Table 2. Genetic diversity (mean ± SE) at 11 microsatellite loci in 14 brush-tailed rock-wallaby populations from southeastern Australia. See Supplementary Table S1 for population allele frequencies.
|Site No||Site (Abbreviation)|| n ||AD (±SE)||AR (±SE)||Ho (±SE)||He (±SE)|
|5||Crows Nest NP (CN-Q)||12||3.6 (0.53)||2.2 (0.17)||0.52 (0.06)||0.52 (0.07)|
|6||Perseverance Dam (PD-Q)||16||3.7 (0.41)||2.3 (0.13)||0.52 (0.07)||0.57 (0.05)|
|7||Emu Creek (EC-Q)||10||4.4 (0.56)||2.5 (0.14)||0.67 (0.06)||0.64 (0.05)|
|8||Farm Creek (FC-Q)||11||4.5 (0.43)||2.4 (0.17)||0.66 (0.07)||0.61 (0.04)|
|9||Farm Creek east (FCE-Q)||10||3.9 (0.56)||2.5 (0.12)||0.73 (0.09)||0.58 (0.07)|
|10||Hurdle Creek (HC-Q)||54||6.1 (0.61)||2.5 (0.11)||0.68 (0.05)||0.66 (0.04)|
| ||New South Wales|
|12||Armidale (Arm-N)||12||3.9 (0.37)||2.5 (0.14)||0.71 (0.07)||0.62 (0.05)|
|16||Martindale (Mar-N)||7||4.4 (0.41)||2.7 (0.10)||0.71 (0.05)||0.68 (0.03)|
|18||Drews Creek (DC-N)||20||4.3 (0.51)||2.4 (0.13)||0.64 (0.06)||0.60 (0.05)|
|19||Ingles Road (IR-N)||29||5.2 (0.35)||2.6 (0.08)||0.75 (0.03)||0.69 (0.02)|
|20||Bowmans Road (BR-N)||20||5.1 (0.42)||2.6 (0.12)||0.74 (0.06)||0.67 (0.04)|
|23||Jenolan Caves (Jen-N)||30||3.3 (0.33)||2.0 (0.14)||0.56 (0.08)||0.49 (0.06)|
|26||Rocky Plains Creek (RPC-V)||8||3.3 (0.25)||1.6 (0.11)||0.43 (0.09)||0.33 (0.06)|
|27–29||aLittle River (4), Farm Creek (2), Gelantipy Creek (2) (Mer-V)||8||2.1 (0.36)||2.3 (0.15)||0.45 (0.07)||0.54 (0.06)|
| ||All Populations||247||13.4 (1.01)||3.2 (0.07)||0.63 (0.02)||0.59 (0.02)|
We calculated pairwise values of FST for all colonies and tested for significance with FSTAT version 2.9 (Goudet 1995).

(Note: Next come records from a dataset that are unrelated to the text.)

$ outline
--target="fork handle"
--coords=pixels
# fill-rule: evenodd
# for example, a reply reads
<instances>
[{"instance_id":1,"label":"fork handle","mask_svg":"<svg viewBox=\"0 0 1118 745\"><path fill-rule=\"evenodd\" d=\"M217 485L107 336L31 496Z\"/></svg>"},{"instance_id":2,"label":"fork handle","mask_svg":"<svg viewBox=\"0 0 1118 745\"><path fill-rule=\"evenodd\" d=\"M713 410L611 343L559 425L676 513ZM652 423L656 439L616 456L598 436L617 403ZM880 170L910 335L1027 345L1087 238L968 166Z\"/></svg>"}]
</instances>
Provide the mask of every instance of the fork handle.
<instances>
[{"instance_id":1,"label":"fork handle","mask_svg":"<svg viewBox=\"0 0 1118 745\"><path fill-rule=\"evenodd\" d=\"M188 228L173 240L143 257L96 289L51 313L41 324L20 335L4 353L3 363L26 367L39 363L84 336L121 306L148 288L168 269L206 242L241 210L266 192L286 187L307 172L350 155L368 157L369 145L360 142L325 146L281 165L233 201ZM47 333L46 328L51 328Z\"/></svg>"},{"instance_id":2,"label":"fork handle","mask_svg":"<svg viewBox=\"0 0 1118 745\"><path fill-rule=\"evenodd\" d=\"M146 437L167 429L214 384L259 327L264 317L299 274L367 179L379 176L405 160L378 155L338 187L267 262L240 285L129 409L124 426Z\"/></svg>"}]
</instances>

Population genetic structure was also inferred using a Bayesian model-based clustering analysis in the program STRUCTURE 2.3.1 (Pritchard et al. 2000). STRUCTURE was run under the admixture model with alpha inferred from the data, allele frequencies uncorrelated and lambda set to 1.0. After a burn-in of 100,000 and 200,000, iterations were performed. For the whole data set, we tested the number of genetic clusters (populations, K) present using values of K between 1 and 14, with 10 replicates of each. The inferred number of populations within the sample was deduced using both maximum posterior probability (L(K) Pritchard et al. 2000), and maximum delta log likelihood (ΔK Evanno et al. 2005) implemented in STRUCTURE HARVESTER 0.6.93 (Earl and vonHoldt 2012). Each identified cluster was subsequently rerun to test for additional substructuring within clusters. Finally, we created an unrooted neighbor-joining tree to visualize genetic similarity among the sample sites. The unrooted neighbor-joining tree was based on the average allele sharing genetic distance (Dps) among the 14 populations. Dps values and bootstrap iterations (1000) were calculated in MICROSAT and constructed using the NEIGHBOR and CONSENSUS subroutines in PHYLIP version 3.5 (Felsenstein 1995), with the tree created in TREEVIEW version 1.5.